Ultimate Web Scraper Toolkit Documentation

The Ultimate Web Scraper Toolkit is a powerful set of tools designed to handle all of your web scraping needs on nearly all web hosts. This toolkit easily makes RFC-compliant web requests that are indistinguishable from a real web browser, a web browser-like state engine for handling cookies and redirects, and a full cURL emulation layer for web hosts without the PHP cURL extension installed.
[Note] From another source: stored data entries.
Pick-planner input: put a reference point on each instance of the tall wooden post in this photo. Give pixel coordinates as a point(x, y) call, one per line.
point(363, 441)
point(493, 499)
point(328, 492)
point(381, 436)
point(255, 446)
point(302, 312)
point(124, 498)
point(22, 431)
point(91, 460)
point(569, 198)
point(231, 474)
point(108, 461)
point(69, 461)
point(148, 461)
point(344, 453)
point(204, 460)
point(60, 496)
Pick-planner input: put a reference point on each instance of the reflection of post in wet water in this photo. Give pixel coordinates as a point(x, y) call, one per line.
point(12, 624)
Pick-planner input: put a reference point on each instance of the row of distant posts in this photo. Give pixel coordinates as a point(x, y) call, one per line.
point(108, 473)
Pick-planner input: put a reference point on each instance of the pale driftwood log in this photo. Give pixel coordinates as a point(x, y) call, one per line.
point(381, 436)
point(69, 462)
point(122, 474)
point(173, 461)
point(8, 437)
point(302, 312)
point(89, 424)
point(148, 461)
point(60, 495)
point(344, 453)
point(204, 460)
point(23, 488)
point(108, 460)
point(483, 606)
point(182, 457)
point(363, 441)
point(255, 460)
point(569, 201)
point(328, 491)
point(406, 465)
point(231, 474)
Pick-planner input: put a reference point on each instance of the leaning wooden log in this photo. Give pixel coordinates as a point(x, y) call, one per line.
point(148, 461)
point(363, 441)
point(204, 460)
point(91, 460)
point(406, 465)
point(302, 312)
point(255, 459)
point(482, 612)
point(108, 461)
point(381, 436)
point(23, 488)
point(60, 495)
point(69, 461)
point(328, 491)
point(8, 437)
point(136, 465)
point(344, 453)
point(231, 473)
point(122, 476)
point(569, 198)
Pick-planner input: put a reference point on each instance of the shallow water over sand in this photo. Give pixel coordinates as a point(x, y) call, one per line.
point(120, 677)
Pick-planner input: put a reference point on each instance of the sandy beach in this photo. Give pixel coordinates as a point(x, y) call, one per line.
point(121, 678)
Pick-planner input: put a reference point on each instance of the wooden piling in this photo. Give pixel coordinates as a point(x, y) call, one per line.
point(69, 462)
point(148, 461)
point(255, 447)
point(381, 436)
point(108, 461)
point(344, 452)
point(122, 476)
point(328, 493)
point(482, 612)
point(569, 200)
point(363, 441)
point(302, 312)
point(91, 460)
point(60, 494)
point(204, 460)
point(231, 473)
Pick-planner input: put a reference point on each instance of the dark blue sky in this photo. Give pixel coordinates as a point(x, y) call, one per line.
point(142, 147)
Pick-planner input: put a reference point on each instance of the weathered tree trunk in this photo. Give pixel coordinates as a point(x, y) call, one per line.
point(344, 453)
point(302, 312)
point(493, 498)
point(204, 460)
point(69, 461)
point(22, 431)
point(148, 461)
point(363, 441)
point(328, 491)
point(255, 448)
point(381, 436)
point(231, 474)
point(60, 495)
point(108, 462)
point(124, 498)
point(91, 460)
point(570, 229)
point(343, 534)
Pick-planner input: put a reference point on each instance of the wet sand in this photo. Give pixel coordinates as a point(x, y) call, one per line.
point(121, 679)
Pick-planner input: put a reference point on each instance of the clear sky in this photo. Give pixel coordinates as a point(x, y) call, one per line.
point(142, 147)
Simple HTML DOM is included to easily extract the desired content from each retrieved document.

While this toolkit makes it really easy to scrape just about any content from the web, please don't do anything illegal. There is this little thing called copyright law that most countries have to protect various works.

Features

The following are a few features of the Ultimate Web Scraper toolkit:

And much more.

License

The Ultimate Web Scraper Toolkit is extracted from Barebones CMS and the license is also your pick of MIT or LGPL. The license and restrictions are identical to the Barebones CMS License.

If you find the Ultimate E-mail Toolkit useful, financial donations are sincerely appreciated and go towards future development efforts.

Download

Ultimate Web Scraper Toolkit 1.0RC14 is the fourteenth release candidate of the Ultimate Web Scraper Toolkit.

Download ultimate-web-scraper-1.0rc14.zip

If you find the Ultimate Web Scraper Toolkit useful, please donate toward future development efforts.

Installation

Installing the Ultimate Web Scraper Toolkit is easy. The installation procedure is as follows:

Installation is easy. Using the toolkit is a bit more difficult.

Upgrading

Like Barebones CMS, upgrading the Ultimate Web Scraper Toolkit is easy - just upload the new files to the server and overwrite existing files.

Scraping Webpages - The Easy Way

Webpages are hard to retrieve and harder to parse. And doing this consistently across a wide variety of web hosts and scenarios makes it very difficult to do this alone. The Ultimate Web Scraper Toolkit makes both retrieving and parsing webpages a whole lot easier.

Example:

<?php
	require_once "support/http.php";
	require_once "support/web_browser.php";
	require_once "support/simple_html_dom.php";

	// Simple HTML DOM tends to leak RAM like
	// a sieve.  Declare what you will need here.
	// Objects are reusable.
	$html = new simple_html_dom();

	$url = "http://www.somesite.com/something/";
	$web = new WebBrowser();
	$result = $web->Process($url);

	if (!$result["success"])  echo "Error retrieving URL.  " . $result["error"] . "\n";
	else if ($result["response"]["code"] != 200)  echo "Error retrieving URL.  Server returned:  " . $result["response"]["code"] . " " . $result["response"]["meaning"] . "\n";
	else
	{
		echo "All the URLs:\n";
		$html->load($result["body"]);
		$rows = $html->find("a[href]");
		foreach ($rows as $row)
		{
			echo "\t" . $row->href . "\n";
		}
	}
?>

This brief example retrieves a URL while emulating some flavor of Firefox and displays the value of the 'href' attribute of all anchor tags that have a 'href' attribute. See the Simple HTML DOM documentation for details on that library. See the HTTP class for in-depth documentation on the document retrieval routines.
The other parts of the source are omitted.